1Zoox, Inc.   2Brookhaven National Laboratory 
Teaser Image
Autonomous radars can measure agent velocity, detect occluded or distant agents, and resist adverse weather. However, their sparse low-resolution, cluttered, and highly uncertain data makes object detection a significant challenge.

Abstract

Radar is a key component of the suite of perception sensors used for safe and reliable navigation of autonomous vehicles. Its unique capabilities include high-resolution velocity imaging, detection of agents in occlusion and over long ranges, and robust performance in adverse weather conditions. However, the usage of radar data presents some challenges: it is characterized by low resolution, sparsity, clutter, high uncertainty, and lack of good datasets. These challenges have limited radar deep learning research. As a result, current radar models are often influenced by lidar and vision models, which are focused on optical features that are relatively weak in radar data, thus resulting in under-utilization of radar’s capabilities and diminishing its contribution to autonomous perception. This review seeks to encourage further deep learning research on autonomous radar data by 1) identifying key research themes, and 2) offering a comprehensive overview of current opportunities and challenges in the field. Topics covered include early and late fusion, occupancy flow estimation, uncertainty modeling, and multipath detection. The paper also discusses radar fundamentals and data representation, presents a curated list of recent radar datasets, and reviews state-of-the-art lidar and vision models relevant for radar research.


Radar Data Formats

Data Formats

Among several common data formats, the radar point cloud (c) is the most popular format due to its compact information-rich data representation.


Important Radar Datasets

Datasets

We provide a curated list of recent, high-quality radar datasets, focusing particularly on those that contain data from new-generation 4D radars.

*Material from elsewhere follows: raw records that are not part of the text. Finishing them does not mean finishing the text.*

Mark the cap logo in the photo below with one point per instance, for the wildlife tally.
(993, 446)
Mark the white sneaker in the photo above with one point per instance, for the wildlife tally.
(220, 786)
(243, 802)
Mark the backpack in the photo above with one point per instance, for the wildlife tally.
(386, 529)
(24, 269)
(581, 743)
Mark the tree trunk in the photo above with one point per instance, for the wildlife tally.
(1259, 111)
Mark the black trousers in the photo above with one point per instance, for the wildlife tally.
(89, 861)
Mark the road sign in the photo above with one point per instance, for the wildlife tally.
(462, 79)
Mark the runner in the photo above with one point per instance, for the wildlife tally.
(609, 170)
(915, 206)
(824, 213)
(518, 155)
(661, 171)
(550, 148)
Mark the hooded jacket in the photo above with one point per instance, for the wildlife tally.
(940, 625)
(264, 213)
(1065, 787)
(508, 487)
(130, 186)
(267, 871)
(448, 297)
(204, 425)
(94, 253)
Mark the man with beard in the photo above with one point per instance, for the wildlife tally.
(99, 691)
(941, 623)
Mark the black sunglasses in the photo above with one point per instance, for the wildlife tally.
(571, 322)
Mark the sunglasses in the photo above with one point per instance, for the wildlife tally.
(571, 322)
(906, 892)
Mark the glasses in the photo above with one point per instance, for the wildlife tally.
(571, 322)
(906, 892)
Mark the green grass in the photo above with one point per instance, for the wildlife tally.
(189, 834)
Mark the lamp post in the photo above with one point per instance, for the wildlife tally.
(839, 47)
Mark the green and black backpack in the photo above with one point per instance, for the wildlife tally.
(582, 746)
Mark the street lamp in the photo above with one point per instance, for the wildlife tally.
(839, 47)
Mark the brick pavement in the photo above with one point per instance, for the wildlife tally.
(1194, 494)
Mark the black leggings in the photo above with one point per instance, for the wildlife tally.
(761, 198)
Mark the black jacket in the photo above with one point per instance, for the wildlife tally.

Radar's Role in Perception

Perception

Radar models have struggled to make a difference to perception in traditional late fusion detection-based tracking approaches (a). Newer paradigms, such as early sensor fusion (b) and occupancy estimation (c), promise to significantly enhance radar’s contribution to perception.


Radar Deep Learning Models

Radar Deep Learning Models

We provide a modular detector framework for radar deep learning models, where components from state-of-the-art models can be selectively incorporated at relevant stages with only minor modifications.


Early Sensor Fusion with Radar

Early Sensor Fusion with Radar

There are two popular approaches to camera-radar early fusion: (a) fusion in the perspective view, which improves depth estimation of camera detections and adds object velocity to those detections; and (b) fusion the bird’s-eye view (BEV), which infers joint detections from the BEV features of camera and radar.


Handling Uncertainty in Data

Uncertainty in Radars

The high uncertainty in radar data results in less reliable detections by learned radar models. We discuss sources of uncertainty in data and deep learning techniques to improve robustness of detections.

Reducing Noise

Noise in Radar Data

Radar data contains significant amount of clutter, leading to false positive detections. We identify three main sources of clutter and methods to remove such clutter.